Quantitative Complexity Management (QCM) technology offers an elegant solution - the Complexity Profile. Complexity is a function of Business Structure (see examples) and entropy (the amount of uncertainty "contained" therein) - the equation is C=f(S; E). Complexity is measured in bits and represents the total amount of structured information within a process or a business or a generic system. For example, the DNA contains enough information to build a complete living organism. More complex DNA more complex (functional) the organism. The same may be said of a business the performance of which one wishers to assess and steer. Complexity is measured by processing the so-called state-vector of a system, a set of measurable N outputs.


An example of such a vector is the set of Balance Sheet entries of an SME, in which N = 26, is this:



Orders
Backlog end of period
Value of production
Revenues
Costs for purchases 
Costs for services 
Personnel costs 
Financial expenses
Trade receivables 
Other  Receivables 
Inventories 
Work in progress 
Cash and cash equivalents 
Trade payables 
Others Borrowings
Net debt
Total number of  clients (last 12 months)
Total number of  suppliers (last 12 months)
Total employees 
Total part time employees 
Total number of overtime hours
Total number of  customer orders transactions 
Total number of  orders at warehosue
Total number of goods/services
Total number of customer transactions 
Unsold goods/services (gap between closing stock and opening stock)

(the actual data used in this example is available here).


Now suppose that you wish to build one or more  KPIs, combining some or all of the above parameters. Suppose you wish to use weights. What should these weights be? You can, of course, select them subjectively, based on your feeling, or you may use the natural weighting of each parameter which is provided by the Complexity Profile or Complexity Spectrum, illustrated below.




A Complexity Profile quantifies the percentage contribution, or footprint, of a particular variable to the overall value of complexity. Since complexity is a measure of how much information is contained within a system, the Complexity Profiles measures directly how many bits of information a particular parameter contributes to the total. In the case in question - see the Business Structure Map of the SME in the example -  the total amount of information in the Balance Sheet data is just over 18 bits. According to the Complexity Profile, "Work in progress" contributes 10.3% of those 18 bits.

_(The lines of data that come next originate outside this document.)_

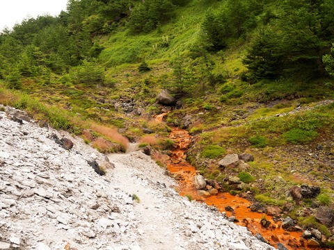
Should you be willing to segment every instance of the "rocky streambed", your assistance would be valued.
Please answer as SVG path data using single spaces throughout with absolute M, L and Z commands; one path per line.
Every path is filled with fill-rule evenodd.
M 179 196 L 141 152 L 106 156 L 2 110 L 0 249 L 273 249 Z

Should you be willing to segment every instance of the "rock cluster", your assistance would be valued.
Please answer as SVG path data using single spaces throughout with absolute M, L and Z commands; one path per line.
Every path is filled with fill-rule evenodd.
M 109 156 L 101 176 L 90 165 L 109 160 L 82 140 L 8 118 L 0 112 L 1 249 L 273 249 L 180 197 L 141 152 Z

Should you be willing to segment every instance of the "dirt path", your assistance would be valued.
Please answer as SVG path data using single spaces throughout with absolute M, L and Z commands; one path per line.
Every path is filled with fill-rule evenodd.
M 166 179 L 159 183 L 155 181 L 161 178 L 162 169 L 148 169 L 154 162 L 138 153 L 112 154 L 109 157 L 115 164 L 113 175 L 120 180 L 120 188 L 129 194 L 136 194 L 140 199 L 135 206 L 136 219 L 140 222 L 138 229 L 141 233 L 141 247 L 157 250 L 182 249 L 180 247 L 180 235 L 175 231 L 177 208 L 168 202 L 168 195 L 164 194 L 164 185 L 175 183 Z
M 244 227 L 228 222 L 217 210 L 190 202 L 173 189 L 175 181 L 140 151 L 110 154 L 111 175 L 118 187 L 140 202 L 134 204 L 143 250 L 272 249 L 251 236 Z

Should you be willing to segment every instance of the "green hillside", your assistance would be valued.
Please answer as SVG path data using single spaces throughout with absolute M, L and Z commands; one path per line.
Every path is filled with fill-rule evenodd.
M 170 127 L 185 128 L 201 174 L 334 242 L 334 221 L 315 219 L 319 206 L 334 214 L 332 0 L 69 0 L 2 31 L 0 60 L 1 103 L 105 153 L 129 141 L 166 153 Z M 177 108 L 157 101 L 165 89 Z M 245 152 L 246 169 L 218 167 Z M 252 178 L 238 188 L 231 175 Z M 321 192 L 287 198 L 302 184 Z

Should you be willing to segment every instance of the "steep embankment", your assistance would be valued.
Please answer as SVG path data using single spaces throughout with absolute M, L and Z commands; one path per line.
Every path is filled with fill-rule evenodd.
M 273 249 L 180 197 L 142 153 L 109 156 L 113 169 L 82 140 L 19 116 L 29 120 L 0 112 L 1 249 Z M 71 149 L 56 143 L 64 136 Z M 95 160 L 109 167 L 106 176 L 90 167 Z

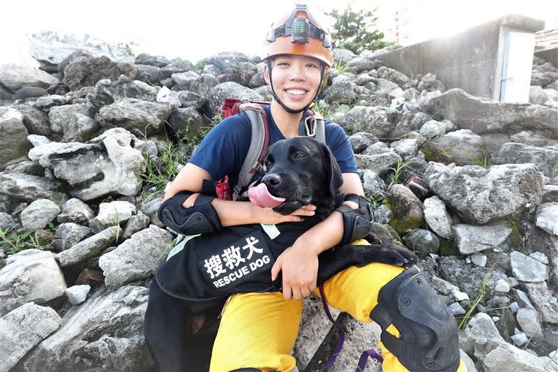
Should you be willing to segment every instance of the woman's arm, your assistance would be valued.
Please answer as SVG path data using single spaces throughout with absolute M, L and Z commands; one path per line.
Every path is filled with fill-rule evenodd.
M 341 191 L 345 195 L 364 195 L 361 179 L 356 173 L 343 173 Z M 353 209 L 359 206 L 345 202 Z M 303 234 L 292 246 L 285 251 L 271 269 L 271 278 L 276 280 L 282 271 L 283 297 L 287 301 L 310 295 L 316 289 L 318 254 L 338 244 L 343 237 L 343 216 L 334 211 L 327 218 Z
M 183 205 L 185 208 L 192 207 L 199 195 L 198 193 L 202 190 L 204 179 L 211 180 L 211 175 L 209 172 L 191 163 L 187 163 L 171 184 L 165 194 L 165 200 L 179 191 L 188 190 L 196 193 L 186 199 Z M 282 222 L 298 222 L 301 221 L 303 216 L 314 215 L 316 209 L 313 205 L 307 205 L 295 211 L 292 214 L 283 216 L 273 211 L 271 208 L 259 208 L 250 202 L 232 202 L 216 198 L 211 202 L 211 205 L 217 211 L 221 225 L 223 227 L 248 223 L 275 224 Z

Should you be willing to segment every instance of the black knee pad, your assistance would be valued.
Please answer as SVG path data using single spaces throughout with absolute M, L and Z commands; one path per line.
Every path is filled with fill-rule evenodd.
M 384 285 L 370 318 L 382 327 L 382 342 L 413 372 L 455 372 L 459 336 L 453 315 L 416 267 Z M 393 324 L 397 338 L 386 332 Z

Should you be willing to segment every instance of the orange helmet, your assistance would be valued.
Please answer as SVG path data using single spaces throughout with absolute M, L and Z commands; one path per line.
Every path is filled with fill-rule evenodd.
M 279 54 L 296 54 L 315 58 L 331 67 L 333 43 L 329 31 L 322 25 L 306 5 L 297 4 L 292 13 L 282 15 L 271 24 L 264 59 Z

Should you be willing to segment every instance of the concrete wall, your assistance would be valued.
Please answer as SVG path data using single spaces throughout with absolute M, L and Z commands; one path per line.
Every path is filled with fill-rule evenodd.
M 409 76 L 432 73 L 448 89 L 460 88 L 474 96 L 499 100 L 504 34 L 531 33 L 534 41 L 534 32 L 543 27 L 543 21 L 510 15 L 450 36 L 389 52 L 378 59 Z M 532 50 L 526 52 L 531 53 L 532 62 Z M 525 73 L 530 77 L 530 68 Z
M 558 47 L 535 52 L 535 55 L 558 67 Z

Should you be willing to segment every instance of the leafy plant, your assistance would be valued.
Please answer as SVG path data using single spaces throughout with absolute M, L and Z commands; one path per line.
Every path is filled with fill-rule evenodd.
M 376 50 L 393 43 L 384 40 L 384 33 L 375 29 L 377 17 L 374 15 L 376 9 L 371 11 L 354 11 L 351 4 L 342 10 L 333 10 L 326 13 L 335 18 L 333 29 L 337 40 L 337 47 L 348 49 L 359 54 L 363 50 Z
M 7 255 L 13 255 L 24 249 L 41 248 L 35 231 L 20 229 L 10 233 L 10 229 L 2 228 L 0 228 L 0 247 L 6 250 Z
M 333 68 L 338 70 L 340 74 L 346 73 L 350 68 L 349 64 L 341 64 L 340 62 L 333 61 Z
M 495 265 L 496 265 L 496 263 L 495 263 Z M 476 299 L 475 299 L 473 306 L 471 306 L 471 308 L 469 309 L 469 311 L 465 313 L 465 316 L 463 316 L 463 318 L 461 320 L 461 322 L 460 322 L 458 327 L 459 329 L 465 329 L 465 326 L 467 326 L 467 323 L 469 323 L 469 318 L 472 315 L 475 308 L 476 308 L 476 306 L 478 306 L 478 304 L 484 304 L 485 299 L 486 297 L 486 283 L 488 282 L 488 278 L 490 276 L 490 273 L 492 272 L 492 269 L 494 269 L 494 265 L 488 270 L 488 272 L 486 273 L 486 275 L 484 276 L 483 282 L 480 283 L 478 295 L 476 297 Z

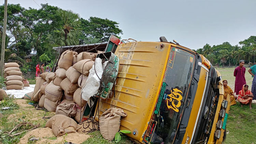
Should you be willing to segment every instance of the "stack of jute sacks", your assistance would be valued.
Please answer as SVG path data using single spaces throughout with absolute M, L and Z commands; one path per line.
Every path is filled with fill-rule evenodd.
M 39 101 L 40 107 L 44 107 L 49 111 L 56 111 L 56 114 L 67 110 L 58 110 L 60 109 L 69 109 L 72 114 L 67 116 L 80 122 L 87 103 L 81 97 L 81 88 L 85 84 L 97 54 L 87 52 L 78 54 L 69 50 L 63 52 L 54 73 L 44 73 L 36 78 L 34 92 L 30 94 L 32 95 L 31 100 Z
M 5 84 L 8 90 L 22 90 L 24 86 L 20 66 L 16 62 L 9 62 L 4 65 Z

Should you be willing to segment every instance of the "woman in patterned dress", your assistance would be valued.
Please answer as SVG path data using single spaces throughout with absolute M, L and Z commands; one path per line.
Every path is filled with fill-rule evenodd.
M 253 95 L 248 89 L 249 86 L 247 84 L 244 84 L 243 86 L 242 90 L 239 92 L 237 100 L 241 103 L 241 107 L 243 107 L 243 105 L 247 105 L 249 104 L 250 109 L 252 109 L 252 101 Z
M 224 99 L 227 100 L 228 95 L 230 96 L 230 104 L 231 106 L 236 104 L 236 100 L 237 97 L 235 95 L 233 91 L 229 86 L 228 85 L 228 81 L 224 80 L 222 81 L 223 86 L 224 87 Z

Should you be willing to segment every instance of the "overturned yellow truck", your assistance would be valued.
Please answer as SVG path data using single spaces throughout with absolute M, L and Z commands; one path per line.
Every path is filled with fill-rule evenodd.
M 120 129 L 137 142 L 221 143 L 230 105 L 220 74 L 203 55 L 160 39 L 128 39 L 111 50 L 120 59 L 115 94 L 100 99 L 96 119 L 120 108 L 127 113 Z

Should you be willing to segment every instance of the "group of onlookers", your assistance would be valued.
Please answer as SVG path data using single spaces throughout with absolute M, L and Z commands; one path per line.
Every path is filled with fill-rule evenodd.
M 223 80 L 224 87 L 224 98 L 226 99 L 228 95 L 230 96 L 230 104 L 236 104 L 236 100 L 237 100 L 241 104 L 241 107 L 243 105 L 248 104 L 252 109 L 252 102 L 253 100 L 256 100 L 256 65 L 251 67 L 248 70 L 248 72 L 253 77 L 252 85 L 252 91 L 248 89 L 249 86 L 246 84 L 245 74 L 245 68 L 244 67 L 244 60 L 240 60 L 239 66 L 237 67 L 234 71 L 234 76 L 236 77 L 235 84 L 235 94 L 231 88 L 228 86 L 228 81 Z
M 39 64 L 36 65 L 36 76 L 38 77 L 39 76 L 39 75 L 42 73 L 44 73 L 44 72 L 49 72 L 52 71 L 52 68 L 50 68 L 49 66 L 47 66 L 46 67 L 46 69 L 45 71 L 44 71 L 44 63 L 41 63 L 41 66 L 40 67 Z

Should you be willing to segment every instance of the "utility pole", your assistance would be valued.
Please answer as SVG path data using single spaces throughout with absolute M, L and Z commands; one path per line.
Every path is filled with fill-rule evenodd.
M 1 61 L 0 63 L 0 76 L 4 75 L 4 49 L 5 47 L 6 25 L 7 22 L 7 0 L 4 0 L 4 29 L 2 37 L 2 49 L 1 52 Z

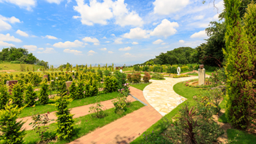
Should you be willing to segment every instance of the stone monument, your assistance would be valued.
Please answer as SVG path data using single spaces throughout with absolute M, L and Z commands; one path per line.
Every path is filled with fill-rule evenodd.
M 206 69 L 203 65 L 200 65 L 198 69 L 198 85 L 205 85 L 206 82 Z
M 17 82 L 18 82 L 18 81 L 17 81 L 17 80 L 6 81 L 6 85 L 8 87 L 8 92 L 9 94 L 12 94 L 12 88 Z
M 177 76 L 180 76 L 180 67 L 178 67 L 177 68 Z

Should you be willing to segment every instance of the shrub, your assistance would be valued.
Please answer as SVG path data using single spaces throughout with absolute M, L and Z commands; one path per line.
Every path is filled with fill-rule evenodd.
M 18 107 L 23 106 L 23 93 L 19 83 L 17 83 L 12 88 L 12 98 L 13 102 L 18 105 Z
M 4 108 L 9 99 L 6 85 L 0 85 L 0 109 Z
M 106 76 L 104 79 L 104 91 L 110 93 L 118 90 L 118 79 L 115 76 Z
M 48 85 L 45 81 L 43 81 L 41 84 L 41 89 L 39 91 L 38 102 L 41 104 L 46 104 L 48 103 L 49 96 L 47 93 Z
M 69 96 L 63 94 L 56 101 L 56 107 L 57 112 L 56 113 L 57 119 L 57 137 L 59 140 L 69 140 L 74 134 L 74 121 L 73 120 L 74 114 L 70 114 L 68 105 L 72 102 Z
M 115 77 L 118 79 L 118 89 L 121 89 L 123 88 L 123 84 L 126 83 L 126 75 L 120 71 L 115 71 Z
M 139 83 L 141 82 L 141 73 L 134 73 L 131 76 L 131 81 L 133 83 Z
M 17 122 L 19 114 L 24 107 L 17 108 L 12 99 L 6 104 L 4 109 L 0 109 L 0 140 L 3 143 L 24 143 L 25 130 L 21 130 L 25 122 Z
M 151 78 L 151 76 L 149 73 L 145 73 L 145 76 L 143 76 L 143 81 L 144 83 L 149 83 L 149 79 Z
M 213 143 L 224 132 L 214 121 L 206 121 L 198 111 L 187 104 L 180 109 L 175 121 L 163 119 L 167 126 L 167 136 L 173 143 Z
M 27 104 L 27 106 L 33 106 L 35 104 L 35 99 L 37 96 L 30 83 L 27 84 L 25 88 L 25 96 L 24 102 Z
M 156 79 L 164 79 L 164 76 L 162 75 L 161 73 L 154 73 L 152 74 L 152 78 L 154 78 Z

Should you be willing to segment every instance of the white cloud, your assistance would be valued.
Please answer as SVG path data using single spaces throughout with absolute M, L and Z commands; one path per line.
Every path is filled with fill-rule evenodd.
M 107 50 L 107 48 L 101 48 L 100 50 Z
M 21 31 L 19 30 L 17 30 L 16 33 L 23 37 L 28 37 L 28 35 L 25 32 Z
M 15 47 L 14 45 L 12 43 L 7 43 L 3 41 L 0 41 L 0 46 L 1 47 Z
M 65 49 L 63 50 L 64 53 L 73 53 L 74 55 L 81 55 L 82 52 L 77 50 L 70 50 L 70 49 Z
M 93 54 L 96 53 L 96 52 L 91 50 L 87 53 L 88 53 L 88 55 L 93 55 Z
M 142 39 L 149 38 L 148 31 L 141 29 L 140 27 L 136 27 L 130 30 L 129 33 L 125 33 L 123 36 L 129 39 Z
M 195 32 L 193 35 L 192 35 L 190 36 L 190 38 L 201 38 L 201 37 L 203 37 L 203 38 L 206 38 L 207 37 L 207 35 L 206 35 L 206 30 L 201 30 L 198 32 Z
M 0 2 L 14 4 L 19 8 L 25 8 L 28 11 L 32 10 L 32 7 L 36 5 L 36 0 L 0 0 Z
M 14 36 L 10 36 L 10 34 L 6 34 L 6 35 L 3 34 L 0 34 L 0 41 L 12 41 L 16 42 L 22 42 L 21 40 L 15 38 Z
M 131 47 L 126 47 L 126 48 L 119 48 L 118 50 L 121 50 L 121 51 L 127 51 L 127 50 L 130 50 L 131 49 Z
M 115 44 L 122 44 L 123 42 L 121 41 L 122 38 L 121 37 L 118 37 L 118 39 L 116 39 L 114 42 L 114 43 Z
M 46 1 L 50 4 L 55 3 L 56 4 L 59 4 L 63 0 L 46 0 Z M 69 3 L 69 1 L 68 1 L 68 3 Z
M 170 22 L 167 19 L 164 19 L 162 23 L 157 25 L 153 32 L 150 32 L 152 36 L 169 37 L 176 33 L 177 30 L 174 27 L 179 27 L 177 22 Z
M 185 41 L 182 40 L 179 40 L 180 43 L 185 43 Z
M 126 8 L 124 0 L 118 0 L 112 6 L 112 14 L 115 16 L 115 24 L 122 27 L 125 25 L 142 26 L 144 22 L 136 12 L 130 12 Z
M 169 15 L 180 11 L 189 4 L 189 0 L 156 0 L 153 4 L 154 13 Z
M 80 42 L 79 40 L 76 40 L 74 42 L 70 42 L 70 41 L 66 41 L 65 42 L 59 42 L 53 44 L 53 47 L 61 48 L 69 48 L 84 47 L 84 45 L 82 42 Z
M 111 0 L 105 0 L 104 2 L 97 2 L 97 0 L 89 1 L 89 6 L 84 4 L 84 0 L 76 0 L 77 6 L 74 9 L 81 16 L 74 16 L 74 19 L 80 18 L 83 24 L 93 25 L 93 24 L 107 24 L 107 19 L 113 17 L 110 7 L 112 4 Z
M 23 47 L 29 51 L 35 51 L 37 49 L 35 45 L 23 45 Z
M 161 39 L 158 39 L 157 40 L 153 42 L 153 44 L 160 44 L 161 42 L 164 42 Z
M 52 36 L 52 35 L 45 35 L 45 37 L 44 37 L 48 38 L 48 39 L 51 39 L 51 40 L 58 40 L 57 37 Z
M 100 41 L 97 38 L 91 38 L 90 37 L 85 37 L 83 38 L 84 42 L 93 42 L 94 45 L 100 45 Z
M 42 50 L 42 48 L 38 48 L 38 50 Z M 56 53 L 56 51 L 55 51 L 54 48 L 46 48 L 45 50 L 43 51 L 39 51 L 37 53 Z
M 1 0 L 0 0 L 1 2 Z M 0 14 L 0 31 L 1 30 L 8 30 L 12 28 L 12 26 L 8 23 L 10 22 L 14 24 L 15 22 L 20 22 L 19 19 L 12 17 L 10 18 L 3 17 Z

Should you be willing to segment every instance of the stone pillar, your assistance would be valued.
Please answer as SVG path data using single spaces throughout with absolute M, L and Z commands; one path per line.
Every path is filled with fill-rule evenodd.
M 71 86 L 72 81 L 66 81 L 65 83 L 66 83 L 66 89 L 69 90 L 69 87 Z
M 198 85 L 205 85 L 206 81 L 206 69 L 199 68 L 198 69 Z
M 17 81 L 17 80 L 6 81 L 6 85 L 8 87 L 8 92 L 9 94 L 12 94 L 12 88 L 17 82 L 18 82 L 18 81 Z

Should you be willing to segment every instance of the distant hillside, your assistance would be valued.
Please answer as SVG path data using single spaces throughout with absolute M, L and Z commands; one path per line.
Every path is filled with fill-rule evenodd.
M 35 71 L 40 68 L 40 66 L 32 65 L 32 64 L 25 64 L 25 69 L 27 71 L 27 68 L 28 67 L 30 71 L 32 71 L 33 66 L 35 67 Z M 7 71 L 21 71 L 20 64 L 11 63 L 8 62 L 0 63 L 0 72 L 7 72 Z

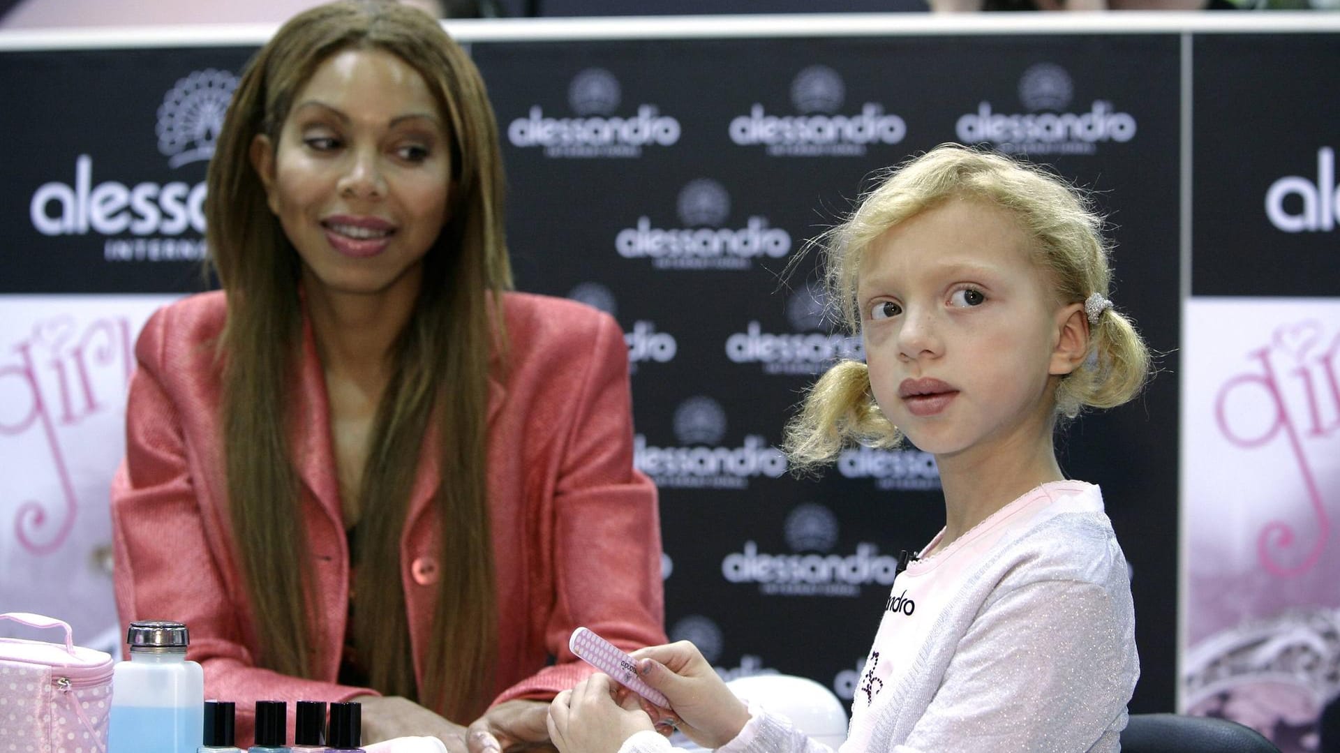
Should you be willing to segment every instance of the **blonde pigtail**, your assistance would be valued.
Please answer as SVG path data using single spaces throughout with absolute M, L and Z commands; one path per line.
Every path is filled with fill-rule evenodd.
M 783 449 L 792 469 L 805 472 L 852 442 L 892 448 L 900 441 L 902 433 L 875 405 L 870 370 L 859 360 L 842 360 L 805 393 L 800 413 L 787 425 Z

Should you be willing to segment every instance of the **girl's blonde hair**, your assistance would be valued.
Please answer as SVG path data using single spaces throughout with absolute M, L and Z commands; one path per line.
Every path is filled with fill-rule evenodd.
M 823 248 L 828 300 L 852 335 L 860 335 L 856 283 L 871 244 L 950 198 L 989 201 L 1014 214 L 1057 305 L 1108 296 L 1111 248 L 1087 196 L 1034 165 L 945 143 L 890 169 L 847 221 L 812 243 Z M 1131 320 L 1108 308 L 1089 327 L 1088 358 L 1057 385 L 1056 413 L 1073 418 L 1084 406 L 1119 406 L 1140 391 L 1148 367 L 1150 351 Z M 900 441 L 902 433 L 875 405 L 866 364 L 843 360 L 807 393 L 787 426 L 785 449 L 793 466 L 804 469 L 832 460 L 851 442 L 891 448 Z

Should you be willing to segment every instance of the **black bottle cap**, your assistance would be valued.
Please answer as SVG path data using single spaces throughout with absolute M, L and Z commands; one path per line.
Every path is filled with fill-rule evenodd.
M 285 748 L 288 737 L 288 703 L 284 701 L 256 701 L 256 745 Z
M 326 745 L 326 701 L 299 701 L 293 745 Z
M 205 740 L 202 745 L 210 748 L 233 745 L 234 711 L 232 701 L 205 701 Z
M 338 750 L 363 746 L 363 706 L 358 701 L 331 703 L 331 729 L 326 740 Z

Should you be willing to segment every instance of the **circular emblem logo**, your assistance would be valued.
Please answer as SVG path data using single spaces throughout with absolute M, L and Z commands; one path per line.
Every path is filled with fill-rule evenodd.
M 600 283 L 582 283 L 568 291 L 568 297 L 592 308 L 599 308 L 610 316 L 618 316 L 619 307 L 614 300 L 614 293 Z
M 675 208 L 685 225 L 718 228 L 730 216 L 730 194 L 712 178 L 697 178 L 679 189 Z
M 206 68 L 177 79 L 158 106 L 158 151 L 168 165 L 181 167 L 214 155 L 214 141 L 224 127 L 228 102 L 237 88 L 229 71 Z
M 838 543 L 838 516 L 823 505 L 796 505 L 787 516 L 787 544 L 793 552 L 827 552 Z
M 1030 66 L 1018 79 L 1018 100 L 1029 110 L 1064 110 L 1073 94 L 1071 75 L 1055 63 Z
M 721 648 L 725 646 L 721 628 L 717 627 L 716 622 L 702 615 L 690 615 L 674 623 L 674 627 L 670 628 L 670 640 L 693 643 L 709 665 L 717 663 L 717 659 L 721 658 Z
M 568 105 L 578 115 L 608 115 L 619 107 L 619 79 L 604 68 L 587 68 L 572 76 Z
M 685 445 L 716 445 L 726 435 L 726 411 L 709 397 L 689 398 L 674 411 L 674 434 Z
M 787 320 L 797 332 L 823 330 L 828 319 L 828 293 L 813 280 L 791 293 L 787 301 Z
M 791 103 L 801 113 L 836 113 L 846 98 L 842 76 L 828 66 L 809 66 L 791 82 Z

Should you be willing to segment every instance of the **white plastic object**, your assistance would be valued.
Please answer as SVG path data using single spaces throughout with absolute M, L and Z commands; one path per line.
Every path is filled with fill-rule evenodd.
M 586 627 L 572 631 L 568 639 L 568 648 L 580 657 L 586 663 L 612 677 L 616 682 L 651 701 L 662 709 L 670 707 L 670 701 L 659 690 L 651 687 L 638 677 L 638 662 L 624 654 L 604 638 L 600 638 Z

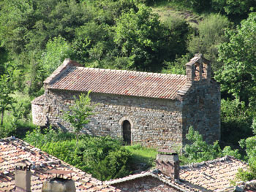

In other words, the "footprint" of this variable on the system is 10.3%. Consequently, if we wish to weigh this variable in a particular KPI, its natural weight is 10.3%, or 0.103. On the other hand "Total number of overtime hours" has a footprint of 0.23%, or 0.0023, i.e. it is the the variable which should receive the lowest weighing.


Of course, complexity itself, which is a structured function of the said variables, is already a formidable KPI. It takes into account:


  • Each variable, together with its intrinsic (natural) footprint within a system
  • The structure of the correlations of that variable with all remaining variables

Moreover, invoking the concept of Relative Complexity, it is possible, by means of this new KPI, to even compare different systems or businesses.